Fifteen (15) witnesses reported that they required counselling and therapy currently or in the past, a number of whom described the benefit for themselves and for their families. My counsellor, she was a life-saver really. She understands, she was very conscious of the fact of the effect it could have on me. She is the one person I don’t feel ashamed with, I felt ashamed most of my life, I felt bad most of my life. I’m working hard at not feeling bad again.... When I walk up the street I’m still very much on the edge....
Six (6) male witnesses reported that they had histories of involvement in criminal activity and associated violence, four of whom gave accounts of having served custodial sentences. These witnesses each reported being abused in more than one out-of-home facility as children. ...Thirty five years ago this happened to me.... I know I’m a decent person or I was a decent person until I was 14 years of age, I didn’t know anything. I just feel bitter and resentful, why I couldn’t have a better life, a better marriage and do the things a father wants to be? I’ll never be their father because I’m not around.... It carried with me all my life, the violence, which I’m not proud of...
Difficulties in work situations, overcoming poor self-image, lack of self-worth and educational disadvantage was commonly reported. Female witnesses described being anxious, fearful, lacking trust and having episodes of tearfulness. A number of those who had experienced abuse in laundries and other residential facilities described effects such as claustrophobia, sleep disturbance, enduring anger, and shame related to having been ‘inside an institution’. Other witnesses described feelings of guilt and self-blame, which in some instances led them to feel that they were responsible for the sexual and other abuse they had suffered: I couldn’t have a man who showed friendship to me. Every time you had a good job I moved....There was a man who ... (offered assistance with employment)...I couldn’t trust him.
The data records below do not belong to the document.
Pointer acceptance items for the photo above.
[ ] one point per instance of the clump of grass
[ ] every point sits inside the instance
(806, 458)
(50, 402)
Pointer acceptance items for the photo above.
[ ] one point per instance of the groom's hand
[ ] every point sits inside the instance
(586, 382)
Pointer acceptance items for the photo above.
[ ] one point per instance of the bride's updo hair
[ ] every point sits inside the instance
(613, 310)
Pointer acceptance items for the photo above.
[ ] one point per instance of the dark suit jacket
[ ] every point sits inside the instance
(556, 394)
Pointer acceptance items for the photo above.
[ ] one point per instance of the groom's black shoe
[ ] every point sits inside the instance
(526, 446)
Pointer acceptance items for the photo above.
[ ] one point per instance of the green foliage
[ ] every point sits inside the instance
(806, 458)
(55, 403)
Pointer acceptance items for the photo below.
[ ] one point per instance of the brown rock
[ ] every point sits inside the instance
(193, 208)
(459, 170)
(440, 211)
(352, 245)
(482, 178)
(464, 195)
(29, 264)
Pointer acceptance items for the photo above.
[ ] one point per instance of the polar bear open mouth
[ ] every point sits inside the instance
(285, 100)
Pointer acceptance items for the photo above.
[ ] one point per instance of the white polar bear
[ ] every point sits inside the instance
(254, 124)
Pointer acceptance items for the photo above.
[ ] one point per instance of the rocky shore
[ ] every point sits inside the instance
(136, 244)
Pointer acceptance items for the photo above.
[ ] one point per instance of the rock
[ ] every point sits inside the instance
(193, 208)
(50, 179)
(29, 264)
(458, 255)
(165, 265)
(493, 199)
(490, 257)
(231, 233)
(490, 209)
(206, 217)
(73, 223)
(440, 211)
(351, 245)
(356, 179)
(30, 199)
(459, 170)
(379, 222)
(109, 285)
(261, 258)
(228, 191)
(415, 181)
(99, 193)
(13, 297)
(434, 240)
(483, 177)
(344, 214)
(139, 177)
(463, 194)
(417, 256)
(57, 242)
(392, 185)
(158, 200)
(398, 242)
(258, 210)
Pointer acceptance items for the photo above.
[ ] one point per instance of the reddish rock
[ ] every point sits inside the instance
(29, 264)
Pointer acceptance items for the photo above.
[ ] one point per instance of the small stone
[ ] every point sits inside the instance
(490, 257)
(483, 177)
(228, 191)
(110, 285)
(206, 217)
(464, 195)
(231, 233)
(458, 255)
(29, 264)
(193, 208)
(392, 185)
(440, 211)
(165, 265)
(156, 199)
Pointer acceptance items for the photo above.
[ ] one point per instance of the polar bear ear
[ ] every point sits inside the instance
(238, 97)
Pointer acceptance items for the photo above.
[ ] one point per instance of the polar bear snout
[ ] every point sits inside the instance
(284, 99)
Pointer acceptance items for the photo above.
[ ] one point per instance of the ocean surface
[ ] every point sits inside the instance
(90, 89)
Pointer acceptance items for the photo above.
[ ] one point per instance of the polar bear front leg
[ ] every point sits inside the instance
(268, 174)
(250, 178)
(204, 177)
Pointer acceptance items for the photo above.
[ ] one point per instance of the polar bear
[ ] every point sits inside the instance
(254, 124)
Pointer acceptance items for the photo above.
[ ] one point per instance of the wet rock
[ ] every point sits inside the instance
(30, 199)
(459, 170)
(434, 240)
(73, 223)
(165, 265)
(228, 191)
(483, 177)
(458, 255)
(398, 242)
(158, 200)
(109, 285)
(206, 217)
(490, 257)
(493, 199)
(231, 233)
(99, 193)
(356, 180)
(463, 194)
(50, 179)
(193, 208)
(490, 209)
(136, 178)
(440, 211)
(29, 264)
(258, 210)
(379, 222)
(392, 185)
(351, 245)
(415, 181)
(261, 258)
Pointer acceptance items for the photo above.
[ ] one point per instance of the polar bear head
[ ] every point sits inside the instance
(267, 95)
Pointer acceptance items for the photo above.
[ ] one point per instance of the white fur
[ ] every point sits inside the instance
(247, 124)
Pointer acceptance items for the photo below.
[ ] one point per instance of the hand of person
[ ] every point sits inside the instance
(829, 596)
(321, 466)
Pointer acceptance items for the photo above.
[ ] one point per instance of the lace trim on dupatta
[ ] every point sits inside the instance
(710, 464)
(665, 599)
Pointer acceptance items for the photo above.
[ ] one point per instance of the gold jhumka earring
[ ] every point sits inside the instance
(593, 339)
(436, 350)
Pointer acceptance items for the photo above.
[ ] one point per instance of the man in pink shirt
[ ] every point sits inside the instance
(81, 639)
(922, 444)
That happened a lot of times in my life...
A number of witnesses commented to the Committee that the effects of their childhood abuse ‘are still felt’, and as one witness reported; ‘for several years I had nightmares of being drawn back to the Institution’. Others remarked that coping with memories of childhood abuse is a constant struggle: The older I get I find these years haunt me, I will carry it to the grave with me.... The nuns made you feel as if you’re a nobody and you never have any roots.... As the years go by you try not to be spiteful, I try not to be bitter. ... I have bad days and then I have good days.